Don has served as director of the Raleigh-Area Concert of Prayer for twenty years. He has lunched with pastors of all traditions, Presbyterian to Pentecostal and everything in between. He has organized countless prayer meetings balancing the different ways congregations pray: silently, charismatically, liturgically, extemporarily. I was intrigued by his distillation,”What do you mean?”

“The charismatic churches emphasize the gifts of tongue and interpretation, the mainline churches, like your Presbyterian church, emphasize the gifts of teaching.” Suddenly the denominations of the church made sense, tragic sense.

“But isn’t that sad,” I replied, “Paul teaches Christ gave us gifts for the building up of the church but we have turned them to it’s very opposite? Using them to divide the church?”


here is one Lord,
one faith, one baptism,
one God and Father of all,
who is over all, in all,
and living through all.
-Ephesians 4:5-6

In Ephesians 4, Paul declares the church united, grounded on our “One Lord, one Faith, One Baptism.” If we are one, then, why are we so different? How do we account for the variety in the Church? Paul’s answer: the gifts of Christ make us different.

It is a brilliant theological insight.

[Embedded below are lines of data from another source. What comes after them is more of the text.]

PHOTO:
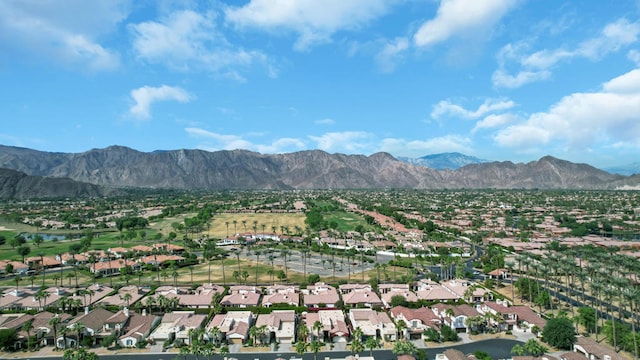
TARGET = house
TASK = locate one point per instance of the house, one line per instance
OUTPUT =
(158, 260)
(39, 300)
(429, 290)
(280, 324)
(373, 324)
(176, 325)
(94, 324)
(126, 296)
(133, 327)
(499, 274)
(43, 331)
(41, 262)
(242, 297)
(320, 294)
(504, 317)
(112, 267)
(333, 326)
(455, 316)
(281, 294)
(453, 354)
(362, 298)
(406, 294)
(15, 322)
(233, 326)
(94, 293)
(18, 267)
(198, 298)
(416, 320)
(170, 248)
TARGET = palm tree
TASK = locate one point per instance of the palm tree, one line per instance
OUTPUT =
(401, 326)
(257, 254)
(301, 347)
(371, 343)
(78, 327)
(631, 296)
(54, 322)
(317, 328)
(27, 327)
(315, 346)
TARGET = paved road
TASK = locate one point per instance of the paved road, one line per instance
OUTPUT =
(496, 348)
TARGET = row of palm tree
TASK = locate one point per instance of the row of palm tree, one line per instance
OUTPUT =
(602, 279)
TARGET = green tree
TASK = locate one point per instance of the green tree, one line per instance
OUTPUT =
(535, 348)
(371, 343)
(404, 347)
(8, 338)
(315, 346)
(301, 347)
(79, 354)
(560, 333)
(587, 318)
(23, 250)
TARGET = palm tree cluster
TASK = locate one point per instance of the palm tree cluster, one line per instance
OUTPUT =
(590, 277)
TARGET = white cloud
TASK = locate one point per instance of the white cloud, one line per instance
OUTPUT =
(65, 34)
(325, 121)
(234, 142)
(634, 55)
(391, 53)
(347, 141)
(314, 21)
(495, 120)
(446, 107)
(461, 17)
(448, 143)
(145, 96)
(536, 66)
(583, 120)
(186, 40)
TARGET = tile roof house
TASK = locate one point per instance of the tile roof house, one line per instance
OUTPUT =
(432, 291)
(416, 320)
(373, 323)
(234, 325)
(455, 316)
(334, 325)
(176, 325)
(135, 328)
(242, 297)
(320, 294)
(201, 297)
(43, 331)
(94, 323)
(365, 297)
(112, 267)
(453, 354)
(281, 325)
(407, 295)
(18, 267)
(121, 298)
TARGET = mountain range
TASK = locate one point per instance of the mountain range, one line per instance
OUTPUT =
(442, 161)
(122, 167)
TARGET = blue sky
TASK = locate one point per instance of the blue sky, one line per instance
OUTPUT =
(498, 79)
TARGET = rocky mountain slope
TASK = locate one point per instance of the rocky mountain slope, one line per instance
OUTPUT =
(18, 185)
(118, 166)
(444, 161)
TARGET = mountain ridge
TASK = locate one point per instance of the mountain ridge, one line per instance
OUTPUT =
(193, 169)
(442, 161)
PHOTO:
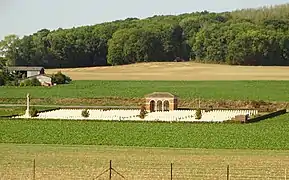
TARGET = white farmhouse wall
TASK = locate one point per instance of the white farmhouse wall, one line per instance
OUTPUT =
(32, 73)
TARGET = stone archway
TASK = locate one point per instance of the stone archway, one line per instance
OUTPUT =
(166, 105)
(159, 105)
(163, 101)
(152, 106)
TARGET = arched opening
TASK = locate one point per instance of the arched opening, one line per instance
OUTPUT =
(159, 106)
(166, 105)
(152, 105)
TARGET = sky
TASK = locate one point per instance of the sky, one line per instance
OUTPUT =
(24, 17)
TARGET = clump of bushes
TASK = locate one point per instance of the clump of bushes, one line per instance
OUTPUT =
(33, 112)
(30, 82)
(60, 78)
(85, 113)
(198, 114)
(143, 112)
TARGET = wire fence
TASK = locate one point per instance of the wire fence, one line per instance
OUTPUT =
(140, 170)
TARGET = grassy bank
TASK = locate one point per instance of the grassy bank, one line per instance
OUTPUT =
(267, 134)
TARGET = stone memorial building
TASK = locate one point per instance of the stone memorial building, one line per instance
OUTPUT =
(161, 101)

We are all the same because we are saved by One Lord. We are all different because there are many gifts from our One Lord. By rooting our differences to the gifting of Christ, it removes a rational for making differentiations a reason for discriminations. Most societies connect differences to birthrights. Some are born to rule, some are born to be ruled. But now, differences can be explained by the gifting of Christ. As such, gifts are not our birthrights to flaunt but Christ’s accomplishment. There is no hierarchy in our differences — no gift is better than another.

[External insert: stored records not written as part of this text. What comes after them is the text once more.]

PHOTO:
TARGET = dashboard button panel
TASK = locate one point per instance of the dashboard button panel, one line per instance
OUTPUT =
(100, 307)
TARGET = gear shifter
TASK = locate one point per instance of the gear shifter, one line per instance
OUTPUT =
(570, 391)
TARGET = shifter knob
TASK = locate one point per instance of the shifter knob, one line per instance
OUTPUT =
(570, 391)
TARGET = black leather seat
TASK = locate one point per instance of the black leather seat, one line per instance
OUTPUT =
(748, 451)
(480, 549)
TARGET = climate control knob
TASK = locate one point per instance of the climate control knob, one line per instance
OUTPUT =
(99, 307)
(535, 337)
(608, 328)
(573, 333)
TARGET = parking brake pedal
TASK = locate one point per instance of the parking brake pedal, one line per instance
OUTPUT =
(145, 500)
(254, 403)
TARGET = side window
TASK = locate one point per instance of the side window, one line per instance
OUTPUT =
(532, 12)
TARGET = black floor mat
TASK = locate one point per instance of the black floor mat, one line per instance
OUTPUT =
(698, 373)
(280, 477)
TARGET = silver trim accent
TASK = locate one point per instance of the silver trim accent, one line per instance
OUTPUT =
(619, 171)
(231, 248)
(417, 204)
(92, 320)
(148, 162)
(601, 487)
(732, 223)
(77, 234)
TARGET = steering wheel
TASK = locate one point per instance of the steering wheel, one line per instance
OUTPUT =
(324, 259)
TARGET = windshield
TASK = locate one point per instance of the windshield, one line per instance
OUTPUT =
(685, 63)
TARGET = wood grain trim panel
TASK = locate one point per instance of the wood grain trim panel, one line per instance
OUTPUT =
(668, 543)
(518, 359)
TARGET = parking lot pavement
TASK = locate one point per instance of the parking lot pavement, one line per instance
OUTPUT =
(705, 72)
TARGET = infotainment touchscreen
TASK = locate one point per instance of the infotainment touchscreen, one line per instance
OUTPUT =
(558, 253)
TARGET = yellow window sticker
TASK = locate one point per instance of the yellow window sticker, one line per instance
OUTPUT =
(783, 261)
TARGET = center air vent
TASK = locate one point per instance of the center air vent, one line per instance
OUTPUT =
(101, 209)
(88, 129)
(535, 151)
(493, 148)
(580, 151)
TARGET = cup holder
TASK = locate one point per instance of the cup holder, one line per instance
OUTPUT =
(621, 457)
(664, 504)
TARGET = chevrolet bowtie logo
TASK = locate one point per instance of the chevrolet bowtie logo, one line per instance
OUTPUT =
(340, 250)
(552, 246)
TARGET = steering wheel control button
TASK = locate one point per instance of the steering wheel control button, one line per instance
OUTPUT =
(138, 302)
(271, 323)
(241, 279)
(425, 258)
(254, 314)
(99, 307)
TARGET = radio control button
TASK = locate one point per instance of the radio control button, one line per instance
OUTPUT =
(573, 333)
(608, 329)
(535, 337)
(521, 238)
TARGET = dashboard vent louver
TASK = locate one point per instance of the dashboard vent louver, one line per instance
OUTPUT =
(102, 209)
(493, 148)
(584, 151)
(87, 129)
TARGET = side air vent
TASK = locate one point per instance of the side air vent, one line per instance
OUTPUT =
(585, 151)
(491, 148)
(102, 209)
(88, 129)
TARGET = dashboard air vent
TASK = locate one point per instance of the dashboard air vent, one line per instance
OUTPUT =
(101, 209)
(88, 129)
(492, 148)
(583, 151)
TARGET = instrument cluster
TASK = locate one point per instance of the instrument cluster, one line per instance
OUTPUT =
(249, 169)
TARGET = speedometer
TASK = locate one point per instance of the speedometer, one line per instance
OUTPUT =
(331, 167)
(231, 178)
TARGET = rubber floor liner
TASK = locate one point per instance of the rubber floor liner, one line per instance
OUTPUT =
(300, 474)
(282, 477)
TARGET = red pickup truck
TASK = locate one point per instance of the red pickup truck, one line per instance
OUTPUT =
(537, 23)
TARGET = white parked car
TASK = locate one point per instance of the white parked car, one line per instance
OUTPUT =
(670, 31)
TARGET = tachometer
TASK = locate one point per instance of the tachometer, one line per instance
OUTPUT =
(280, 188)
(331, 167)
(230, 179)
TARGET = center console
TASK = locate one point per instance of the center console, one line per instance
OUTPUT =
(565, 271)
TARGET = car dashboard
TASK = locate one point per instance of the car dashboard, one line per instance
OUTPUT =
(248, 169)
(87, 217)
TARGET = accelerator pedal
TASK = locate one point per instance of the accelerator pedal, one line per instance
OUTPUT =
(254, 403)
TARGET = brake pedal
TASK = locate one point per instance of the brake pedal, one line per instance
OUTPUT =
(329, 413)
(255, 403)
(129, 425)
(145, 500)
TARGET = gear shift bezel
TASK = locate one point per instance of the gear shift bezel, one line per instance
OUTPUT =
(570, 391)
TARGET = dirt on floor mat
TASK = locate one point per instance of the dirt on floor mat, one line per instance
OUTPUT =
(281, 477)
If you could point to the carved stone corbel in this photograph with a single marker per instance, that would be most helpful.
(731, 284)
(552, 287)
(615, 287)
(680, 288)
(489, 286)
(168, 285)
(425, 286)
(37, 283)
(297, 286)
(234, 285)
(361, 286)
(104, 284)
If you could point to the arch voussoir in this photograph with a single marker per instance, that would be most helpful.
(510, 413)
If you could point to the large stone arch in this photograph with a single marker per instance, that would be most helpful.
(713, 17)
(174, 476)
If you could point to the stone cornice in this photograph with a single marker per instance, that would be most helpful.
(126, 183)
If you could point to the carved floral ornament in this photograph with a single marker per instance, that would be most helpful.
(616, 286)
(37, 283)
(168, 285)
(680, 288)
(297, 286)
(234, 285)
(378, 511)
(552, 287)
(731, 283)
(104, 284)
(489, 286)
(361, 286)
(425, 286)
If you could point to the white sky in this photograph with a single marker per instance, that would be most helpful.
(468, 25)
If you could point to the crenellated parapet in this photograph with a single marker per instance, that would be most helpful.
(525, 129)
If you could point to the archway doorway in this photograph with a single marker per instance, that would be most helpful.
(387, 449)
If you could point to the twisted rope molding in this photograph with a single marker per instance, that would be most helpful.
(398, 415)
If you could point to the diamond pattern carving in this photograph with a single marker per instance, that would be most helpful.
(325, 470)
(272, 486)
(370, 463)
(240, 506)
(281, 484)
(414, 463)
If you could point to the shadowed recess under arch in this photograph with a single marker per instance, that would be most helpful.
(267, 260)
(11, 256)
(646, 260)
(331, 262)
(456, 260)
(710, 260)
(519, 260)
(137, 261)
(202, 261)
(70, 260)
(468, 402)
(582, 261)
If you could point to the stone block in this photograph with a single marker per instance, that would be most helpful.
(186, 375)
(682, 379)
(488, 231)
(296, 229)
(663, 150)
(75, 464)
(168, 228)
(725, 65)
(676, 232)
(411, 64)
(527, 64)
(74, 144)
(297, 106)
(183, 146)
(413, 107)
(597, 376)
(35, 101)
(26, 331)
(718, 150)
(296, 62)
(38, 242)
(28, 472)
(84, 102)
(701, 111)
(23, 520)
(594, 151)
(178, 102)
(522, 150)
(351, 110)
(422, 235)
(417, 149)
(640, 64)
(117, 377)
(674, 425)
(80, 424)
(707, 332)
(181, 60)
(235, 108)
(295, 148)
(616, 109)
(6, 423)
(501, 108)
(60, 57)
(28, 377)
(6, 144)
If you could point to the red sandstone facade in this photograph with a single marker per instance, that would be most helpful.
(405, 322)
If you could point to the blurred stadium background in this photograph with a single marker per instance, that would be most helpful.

But what was meant for differentiation has become means of division. Somehow, the church took this teaching but still ordered the gifts, discriminating the orthodox from the heterodox.

I understand why we might misuse our gifts and make them dividing walls. Gifts are not just external, skills we accrue. Gifts start from the way we see the world. We are gifted in certain way because we see the world in that certain way. An artist sees a flower and sees colors and shapes, a scientist sees a specimen, and a poet sees a metaphor. They were already seeing it that way before their respectively learned skills refined their expressions of their seemingly inborn perception.
We, naturally, see God through our gifts. The Charismatic sees God as the Supernatural, the Teacher sees God as the Truth, the Prophet sees God as the Judge.
The gifts of Christ emerge from how we are wired so we easily identify ourselves with our gifts. And once we identify ourselves with our gifts, we need our God to be exactly the way we see Him. That ossification buttresses our identity. God must be a Judge or all my prophetic work would be pointless.
We must return to Paul’s theological insight. Our gifts are not our identities for they were never ours to begin with. They are not our birthright thus not who we are. They were obtained by Christ. This is why Paul quotes from Psalm 68 in his Ephesus letter, to thoroughly separate gifts from birth.
However, he has given each one of us a special gift
through the generosity of Christ.
That is why the Scriptures say,
“When he ascended to the heights,
he led a crowd of captives
and gave gifts to his people.”
-Ephesians 4:7-8
Once the gifts are firmly and solely rooted in the accomplishments of Christ, it frees us from demanding that our gifts, our way of seeing the world, be the only or even the best way. Because our identity is not tethered to our gifts, we are free to practice them passionately while recognizing the value of other’s gifts.
Yet we continue to equate gifts to our birthright. When we say only men can preach, or those of certain color lead better, we are connecting gifts to our birthrights. We have convoluted ways of holding onto this pagan mindset, of privileging one birth over another.
By making gifts the work of Christ, Paul opened all positions of the church to everyone: Jews and Gentiles, men and women, masters and slaves. When we honor the gifts of Christ in people wherever they may be found, we would witness the original intent of those gifts, the building up of the church.
He makes the whole body fit together perfectly.
As each part does its own special work, it helps the other parts grow,
so that the whole body is healthy and growing and full of love.